Les idées reçues sur le "summer body"

Vergetures, masectomie, poils : l'Espagne lance une campagne pour défendre la diversité des corps féminins

Dylan VEERASAMY avec AFP
Publié le 31 juillet 2022 à 17h34
Vergetures, masectomie, poils : l'Espagne lance une campagne pour défendre la diversité des corps féminins

Source : Capture TF1

Une campagne en faveur de la diversité des corps a été lancée par le gouvernement espagnol.
S'attaquant au mythe du "summer body", la campagne a provoqué de nombreuses réactions.

Des femmes en surpoids ou ayant subi des interventions chirurgicales : le gouvernement espagnol a lancé une campagne en faveur de la diversité des corps sur la plage, s'attaquant au mythe du "summer body" (corps parfait). L'opération de communication, lancée mercredi 27 juillet sur différentes plateformes sociales, est intitulée "L'été est à nous" et vise à changer les à priori sur les standards de beauté et libérer les femmes de la vision idéalisée sur la minceur.
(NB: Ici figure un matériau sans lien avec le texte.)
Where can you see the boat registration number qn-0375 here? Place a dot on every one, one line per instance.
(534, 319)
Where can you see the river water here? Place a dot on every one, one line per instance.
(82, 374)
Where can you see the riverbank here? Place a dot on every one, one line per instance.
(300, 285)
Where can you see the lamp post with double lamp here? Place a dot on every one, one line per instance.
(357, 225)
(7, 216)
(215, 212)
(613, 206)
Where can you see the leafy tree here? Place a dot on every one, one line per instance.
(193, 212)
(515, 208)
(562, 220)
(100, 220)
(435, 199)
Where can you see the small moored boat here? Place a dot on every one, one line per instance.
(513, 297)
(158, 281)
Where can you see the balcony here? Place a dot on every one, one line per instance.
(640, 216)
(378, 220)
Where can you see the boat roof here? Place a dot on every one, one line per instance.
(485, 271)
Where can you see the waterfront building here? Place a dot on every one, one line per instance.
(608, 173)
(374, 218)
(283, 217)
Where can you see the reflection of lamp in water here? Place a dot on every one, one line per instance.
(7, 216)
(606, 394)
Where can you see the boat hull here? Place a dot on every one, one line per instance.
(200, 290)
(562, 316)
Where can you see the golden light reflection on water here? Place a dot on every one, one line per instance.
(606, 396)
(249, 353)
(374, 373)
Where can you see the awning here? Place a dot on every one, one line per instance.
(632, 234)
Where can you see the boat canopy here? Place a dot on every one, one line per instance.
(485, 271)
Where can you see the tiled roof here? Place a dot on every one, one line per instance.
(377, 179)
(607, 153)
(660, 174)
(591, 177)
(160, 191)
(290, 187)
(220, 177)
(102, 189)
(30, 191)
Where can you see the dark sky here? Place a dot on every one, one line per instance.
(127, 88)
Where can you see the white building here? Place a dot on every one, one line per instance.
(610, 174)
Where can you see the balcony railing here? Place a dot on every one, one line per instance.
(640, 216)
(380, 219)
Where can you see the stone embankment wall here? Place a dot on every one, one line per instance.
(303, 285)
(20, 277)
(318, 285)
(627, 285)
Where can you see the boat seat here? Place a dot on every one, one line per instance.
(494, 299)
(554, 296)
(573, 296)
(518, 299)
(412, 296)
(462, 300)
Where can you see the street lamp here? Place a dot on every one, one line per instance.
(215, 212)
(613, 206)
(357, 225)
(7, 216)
Libérer les femmes des standards

L’affiche publiée par les autorités montre cinq femmes souriantes en maillot à la plage, d'âges et de morphologies différents, dont plusieurs sont en surpoids, une est une personne de couleur, une autre a les cheveux roses, quand la dernière est topless et a subi une masectomie, le présentant ainsi qu'un sein. Certains détails montrent également des poils au niveau des jambes et des aisselles, avec des bourrelets et des vergetures.

L’institut des femmes, un organisme dépendant du ministère de l’Égalité, a notamment tweeté l’image : "Les corps sont divers, libérés des stéréotypes de genre et occupent tous les espaces. L’été nous appartient aussi, à nous. Libres, égales et diverses". Sur Twitter, le hashtag "l’été est à nous" a circulé en masse.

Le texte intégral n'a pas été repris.